The exercise has grown in size and complexity over the last four decades. As skills are mastered, new and more complicated events are designed into the exercise.
“This is the second consecutive year my staff and I have had the pleasure of participating in BALTOPS,” Rear Adm. Phillips said. “The year-long planning process and effort to execute a world-class exercise is no easy task.”
Lt. Cmdr. Jeremy Ewing, ESG 2 exercise planner, explained that while the exercise took a lot of planning effort, the results will be increased maritime interoperability among the participating nations.
“BALTOPS 2013 presents a superb opportunity to learn about, and operate with our coalition partners,” Lt. Cmdr. Ewing said. “I look forward to conducting a rigorous underway schedule with our coalition partners as we transition from planning to execution of BALTOPS 2013.”
Vice Adm. Frank C. Pandolfe, Commander, U.S. 6th Fleet, shared that same desire for increased interoperability with exercise participants at a pre-sail conference in Ventspils prior to the start of the exercise.
“As in past years, our sailors and Marines look forward to working side-by-side with their colleagues, on land, in the air, and at sea, becoming familiar with each other’s military operating procedures and practices,” Vice Adm. Pandolfe said. “That partnership, that collaboration, leads to increased understanding and interoperability … and all that leads to enhanced security.”
Multi-national exercises also present an opportunity to build relationships with Allies and partners across the region.
“I have taken great pleasure in establishing new relationships, rekindling old ones and continuing to refine how our Navy’s enhance and improve interoperability,” Ewing said.
Even for Sailors returning to the Baltic region, BALTOPS presents new opportunities.
“I’ve done BALTOPS a couple of times before, and have worked with helo crews from Germany, Finland, and a few other countries,” explained Operations Specialist Second Class Brooke Morris, an air direction controller aboard the amphibious command ship USS Mount Whitney (LCC 20). “BALTOPS is a great learning experience for anyone on this ship. It presents a unique environment for the Mount Whitney. Since there are a number of new Sailors on board, it will be their first opportunity to work with partner nations.”
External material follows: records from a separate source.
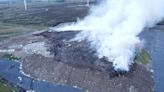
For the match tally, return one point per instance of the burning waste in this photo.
(113, 26)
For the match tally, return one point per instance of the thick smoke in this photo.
(113, 27)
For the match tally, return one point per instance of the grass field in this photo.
(14, 20)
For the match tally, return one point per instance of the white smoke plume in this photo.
(113, 27)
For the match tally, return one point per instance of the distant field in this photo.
(14, 19)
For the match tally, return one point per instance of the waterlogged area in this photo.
(10, 71)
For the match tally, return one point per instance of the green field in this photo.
(15, 20)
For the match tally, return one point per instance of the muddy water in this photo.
(154, 39)
(154, 42)
(10, 71)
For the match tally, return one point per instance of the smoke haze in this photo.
(113, 26)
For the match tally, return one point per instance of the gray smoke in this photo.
(113, 27)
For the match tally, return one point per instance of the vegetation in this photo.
(143, 57)
(5, 87)
(10, 57)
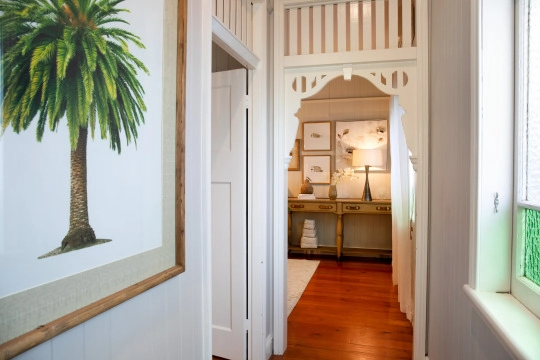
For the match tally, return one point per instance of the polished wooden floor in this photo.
(349, 310)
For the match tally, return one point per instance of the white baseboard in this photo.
(269, 349)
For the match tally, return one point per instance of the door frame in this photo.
(258, 203)
(284, 133)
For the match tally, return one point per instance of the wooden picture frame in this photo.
(361, 134)
(317, 136)
(26, 318)
(317, 168)
(294, 165)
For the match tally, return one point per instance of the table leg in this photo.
(339, 236)
(289, 228)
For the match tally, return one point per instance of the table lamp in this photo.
(367, 158)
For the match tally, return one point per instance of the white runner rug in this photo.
(299, 274)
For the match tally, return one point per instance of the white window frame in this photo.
(522, 288)
(492, 149)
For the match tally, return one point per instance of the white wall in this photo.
(455, 331)
(172, 320)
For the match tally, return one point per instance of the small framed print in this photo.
(317, 136)
(317, 168)
(295, 156)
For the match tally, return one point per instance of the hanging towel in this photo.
(309, 224)
(309, 233)
(309, 242)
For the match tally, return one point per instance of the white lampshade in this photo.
(371, 157)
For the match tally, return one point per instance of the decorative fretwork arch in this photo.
(401, 81)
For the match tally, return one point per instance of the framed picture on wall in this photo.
(317, 168)
(295, 156)
(361, 134)
(317, 136)
(128, 235)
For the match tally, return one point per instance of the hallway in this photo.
(348, 311)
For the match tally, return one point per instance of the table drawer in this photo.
(303, 206)
(367, 208)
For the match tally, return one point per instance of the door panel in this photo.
(229, 214)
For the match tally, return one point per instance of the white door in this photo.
(229, 214)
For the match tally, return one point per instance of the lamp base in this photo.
(367, 192)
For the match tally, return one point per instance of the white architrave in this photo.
(318, 70)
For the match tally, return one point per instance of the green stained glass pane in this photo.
(532, 245)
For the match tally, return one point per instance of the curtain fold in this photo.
(402, 200)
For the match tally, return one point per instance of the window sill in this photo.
(516, 327)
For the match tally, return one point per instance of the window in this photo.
(526, 269)
(500, 82)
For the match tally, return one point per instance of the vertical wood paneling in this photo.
(366, 25)
(329, 28)
(69, 345)
(379, 24)
(341, 27)
(449, 324)
(126, 341)
(97, 331)
(354, 25)
(238, 18)
(243, 37)
(407, 23)
(249, 25)
(293, 32)
(232, 16)
(393, 24)
(317, 30)
(227, 14)
(42, 352)
(304, 30)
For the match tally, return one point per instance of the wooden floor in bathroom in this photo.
(348, 311)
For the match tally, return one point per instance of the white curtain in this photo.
(402, 202)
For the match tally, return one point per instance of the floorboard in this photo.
(349, 310)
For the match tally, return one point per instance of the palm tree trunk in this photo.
(80, 232)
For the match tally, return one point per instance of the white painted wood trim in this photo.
(513, 324)
(317, 35)
(238, 29)
(407, 23)
(366, 25)
(231, 44)
(259, 187)
(380, 24)
(219, 10)
(278, 189)
(341, 27)
(199, 81)
(393, 24)
(304, 30)
(329, 28)
(354, 26)
(422, 188)
(475, 114)
(293, 32)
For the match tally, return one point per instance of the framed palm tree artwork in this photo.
(90, 143)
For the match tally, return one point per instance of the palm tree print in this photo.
(65, 59)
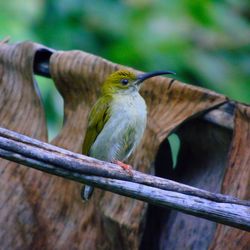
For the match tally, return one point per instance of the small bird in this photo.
(117, 121)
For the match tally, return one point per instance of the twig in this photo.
(51, 159)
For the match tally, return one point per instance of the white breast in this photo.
(127, 111)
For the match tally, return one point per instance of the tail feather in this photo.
(87, 192)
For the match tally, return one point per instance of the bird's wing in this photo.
(98, 117)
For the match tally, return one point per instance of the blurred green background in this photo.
(206, 42)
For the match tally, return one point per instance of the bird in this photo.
(117, 121)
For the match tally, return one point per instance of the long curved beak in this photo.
(145, 76)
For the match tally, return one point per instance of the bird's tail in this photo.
(87, 192)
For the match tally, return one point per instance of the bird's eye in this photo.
(124, 81)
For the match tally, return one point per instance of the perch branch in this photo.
(155, 190)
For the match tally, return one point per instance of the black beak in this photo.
(145, 76)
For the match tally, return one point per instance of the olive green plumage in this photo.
(117, 120)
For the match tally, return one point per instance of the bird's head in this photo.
(127, 81)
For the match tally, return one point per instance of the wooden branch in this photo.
(54, 160)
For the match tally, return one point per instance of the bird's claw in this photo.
(125, 167)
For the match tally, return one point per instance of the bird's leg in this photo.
(124, 166)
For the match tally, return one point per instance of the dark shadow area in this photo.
(201, 163)
(41, 62)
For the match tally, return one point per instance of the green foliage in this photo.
(206, 42)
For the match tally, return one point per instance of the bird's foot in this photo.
(125, 167)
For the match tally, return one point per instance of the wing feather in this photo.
(98, 117)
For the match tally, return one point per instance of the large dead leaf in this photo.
(42, 211)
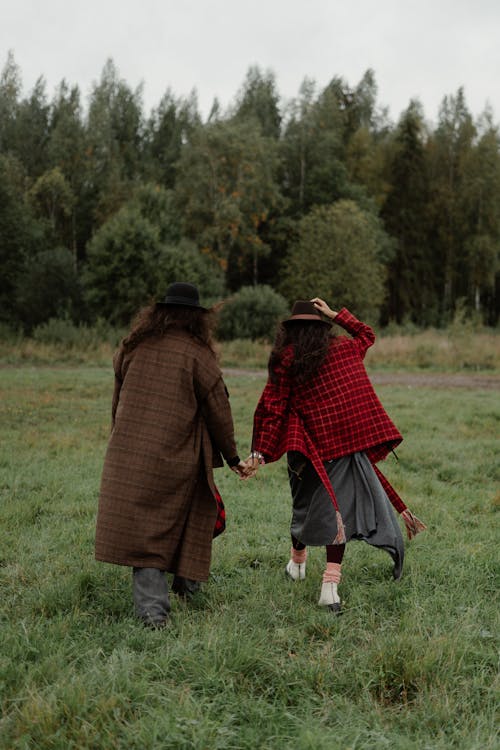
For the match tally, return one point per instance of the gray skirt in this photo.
(365, 508)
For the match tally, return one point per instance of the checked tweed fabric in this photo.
(334, 414)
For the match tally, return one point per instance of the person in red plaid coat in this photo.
(320, 408)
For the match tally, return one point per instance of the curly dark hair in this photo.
(156, 320)
(310, 342)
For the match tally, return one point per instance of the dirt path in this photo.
(410, 379)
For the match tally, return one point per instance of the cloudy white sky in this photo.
(418, 48)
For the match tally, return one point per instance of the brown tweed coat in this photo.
(171, 422)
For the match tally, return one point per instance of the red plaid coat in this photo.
(334, 414)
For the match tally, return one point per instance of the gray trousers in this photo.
(150, 588)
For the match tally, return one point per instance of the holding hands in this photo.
(248, 468)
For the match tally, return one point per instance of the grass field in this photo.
(252, 663)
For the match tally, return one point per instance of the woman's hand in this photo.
(245, 469)
(321, 305)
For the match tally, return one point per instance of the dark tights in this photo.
(334, 552)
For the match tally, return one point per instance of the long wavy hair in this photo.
(157, 320)
(310, 342)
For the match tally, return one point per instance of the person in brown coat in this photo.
(171, 425)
One first-time BALTOPS participant, Fire Controlman Second Class Christopher Light, a weapons system technician aboard Mount Whitney, looks forward to the new experience.
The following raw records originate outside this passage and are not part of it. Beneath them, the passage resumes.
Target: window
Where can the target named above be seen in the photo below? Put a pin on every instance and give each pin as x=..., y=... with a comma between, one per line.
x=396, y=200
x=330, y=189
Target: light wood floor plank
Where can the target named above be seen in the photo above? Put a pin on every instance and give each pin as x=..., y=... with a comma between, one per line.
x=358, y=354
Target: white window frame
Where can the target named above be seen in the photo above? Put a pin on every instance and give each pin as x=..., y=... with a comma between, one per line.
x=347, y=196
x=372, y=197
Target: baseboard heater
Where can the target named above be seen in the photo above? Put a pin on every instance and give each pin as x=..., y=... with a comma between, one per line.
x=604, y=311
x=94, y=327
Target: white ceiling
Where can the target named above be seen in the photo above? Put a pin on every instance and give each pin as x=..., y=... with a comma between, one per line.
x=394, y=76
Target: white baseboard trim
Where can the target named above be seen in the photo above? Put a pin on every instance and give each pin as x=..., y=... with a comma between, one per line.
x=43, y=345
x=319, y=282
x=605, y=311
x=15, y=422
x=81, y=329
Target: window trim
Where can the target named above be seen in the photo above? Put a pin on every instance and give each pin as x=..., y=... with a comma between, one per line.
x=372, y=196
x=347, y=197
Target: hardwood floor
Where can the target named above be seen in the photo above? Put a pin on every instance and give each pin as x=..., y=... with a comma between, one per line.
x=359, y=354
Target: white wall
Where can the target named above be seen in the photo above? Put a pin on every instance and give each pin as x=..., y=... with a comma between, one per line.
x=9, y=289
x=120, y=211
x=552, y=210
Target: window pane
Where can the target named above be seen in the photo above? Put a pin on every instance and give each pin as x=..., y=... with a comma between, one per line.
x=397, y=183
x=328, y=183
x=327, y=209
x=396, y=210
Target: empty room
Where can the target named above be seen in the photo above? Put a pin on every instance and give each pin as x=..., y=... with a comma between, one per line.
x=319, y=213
“This will be the first time I’ve participated in BALTOPS,” Petty Officer Light said. “I am greatly looking forward to BALTOPS, as it is excellent training. BALTOPS presents a unique and valuable experience for Mount Whitney to interact in real-world training with other Allies and partners.”
The opportunity to conduct real-world training that helps nations create cooperative solutions becomes increasingly important in today’s security environment.
“As the security environment changes, multi-national cooperation, such as that practiced in BALTOPS, will become increasingly important in the future,” Vice Adm. Pandolfe said. “Our continued commitment to partnerships, to regional alliances, and more importantly, to friendships, will allow us to achieve a more secure future … together.”